Collective Error = Average Individual Error—Prediction Diversity
I think I’ve finally come up with a nice, mathematical way to drive a stake through the heart of that concept and bury it beneath a crossroads at midnight, though I fully expect that it shall someday rise again and shamble forth to eat the brains of the living.
Why should the bias-variance decomposition be relevant to modesty? Because, it seems to show, the error of averaging all the estimates together, is lower than the typical error of an individual estimate. Prediction Diversity (the variance) is positive when any disagreement exists at all, so Collective Error < Average Individual Error. But then how can you justify keeping your own estimate, unless you know that you did better than average? And how can you legitimately trust that belief, when studies show that everyone believes themselves to be above-average? You should be more modest, and compromise a little.
So what’s wrong with this picture?
To begin with, the bias-variance decomposition is a mathematical tautology. It applies when we ask a group of experts to estimate the 2007 close of the NASDAQ index. It would also apply if you weighed the experts on a pound scale and treated the results as estimates of the dollar cost of oil in 2020.
As Einstein put it, “Insofar as the expressions of mathematics refer to reality they are not certain, and insofar as they are certain they do not refer to reality.” The real modesty argument, Aumann’s Agreement Theorem, has preconditions; AAT depends on agents computing their beliefs in a particular way. AAT’s conclusions can be false in any particular case, if the agents don’t reason as Bayesians.
The bias-variance decomposition applies to the luminosity of fireflies treated as estimates, just as much as a group of expert opinions. This tells you that you are not dealing with a causal description of how the world works—there are not necessarily any causal quantities, things-in-the-world, that correspond to “collective error” or “prediction diversity”. The bias-variance decomposition is not about modesty, communication, sharing of evidence, tolerating different opinions, humbling yourself, overconfidence, or group compromise. It’s an algebraic tautology that holds whenever its quantities are defined consistently, even if they refer to the silicon content of pebbles.

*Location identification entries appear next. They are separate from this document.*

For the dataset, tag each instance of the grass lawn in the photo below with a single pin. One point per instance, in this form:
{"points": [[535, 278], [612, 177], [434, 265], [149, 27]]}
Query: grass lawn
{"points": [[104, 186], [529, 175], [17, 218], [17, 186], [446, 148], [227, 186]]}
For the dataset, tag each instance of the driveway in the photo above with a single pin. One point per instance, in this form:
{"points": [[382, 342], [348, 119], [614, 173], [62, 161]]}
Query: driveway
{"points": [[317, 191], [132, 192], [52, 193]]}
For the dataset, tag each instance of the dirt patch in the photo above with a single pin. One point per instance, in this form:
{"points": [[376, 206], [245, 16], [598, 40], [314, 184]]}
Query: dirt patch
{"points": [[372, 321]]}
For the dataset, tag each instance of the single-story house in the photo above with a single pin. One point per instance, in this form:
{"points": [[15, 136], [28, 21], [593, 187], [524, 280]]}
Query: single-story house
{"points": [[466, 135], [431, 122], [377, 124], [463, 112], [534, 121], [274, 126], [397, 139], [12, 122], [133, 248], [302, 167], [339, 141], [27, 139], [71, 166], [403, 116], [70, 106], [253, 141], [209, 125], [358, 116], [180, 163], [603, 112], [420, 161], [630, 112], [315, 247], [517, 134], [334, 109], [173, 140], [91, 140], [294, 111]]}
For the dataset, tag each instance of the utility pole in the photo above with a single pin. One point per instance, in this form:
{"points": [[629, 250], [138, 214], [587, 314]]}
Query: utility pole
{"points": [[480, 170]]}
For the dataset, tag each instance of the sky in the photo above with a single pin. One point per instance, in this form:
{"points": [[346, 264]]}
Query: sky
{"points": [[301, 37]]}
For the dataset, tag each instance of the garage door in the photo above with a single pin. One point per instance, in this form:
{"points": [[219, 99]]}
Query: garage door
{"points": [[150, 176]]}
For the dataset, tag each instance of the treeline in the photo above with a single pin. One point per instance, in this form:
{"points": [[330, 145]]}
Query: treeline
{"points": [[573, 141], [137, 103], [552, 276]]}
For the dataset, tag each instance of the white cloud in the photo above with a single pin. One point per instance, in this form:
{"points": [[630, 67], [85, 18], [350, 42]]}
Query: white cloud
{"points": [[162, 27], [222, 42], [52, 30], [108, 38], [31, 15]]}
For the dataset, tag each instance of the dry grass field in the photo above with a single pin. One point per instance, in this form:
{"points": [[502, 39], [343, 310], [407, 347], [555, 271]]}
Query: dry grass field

More importantly, the tautology depends on a particular definition of “error”: error must go as the squared difference between the estimate and the true value. By picking a different error function, just as plausible as the squared difference, you can conjure a diametrically opposed recommendation:
The professor cleared his throat. “All right,” he said to the gathered students, “you’ve each handed in your written estimates of the value of this expression here,” and he gestured to a rather complex-looking string of symbols drawn on the blackboard. “Now it so happens,” the professor continued, “that this question contains a hidden gotcha. All of you missed in the same direction—that is, you all underestimated or all overestimated the true value, but I won’t tell you which. Now, I’m going to take the square root of the amount by which you missed the correct answer, and subtract it from your grade on today’s homework. But before I do that, I’m going to give you a chance to revise your answers. You can talk with each other and share your thoughts about the problem, if you like; or alternatively, you could stick your fingers in your ears and hum. Which do you think is wiser?”
Here we are taking the square root of the difference between the true value and the estimate, and calling this the error function, or loss function. (It goes without saying that a student’s utility is linear in their grade.)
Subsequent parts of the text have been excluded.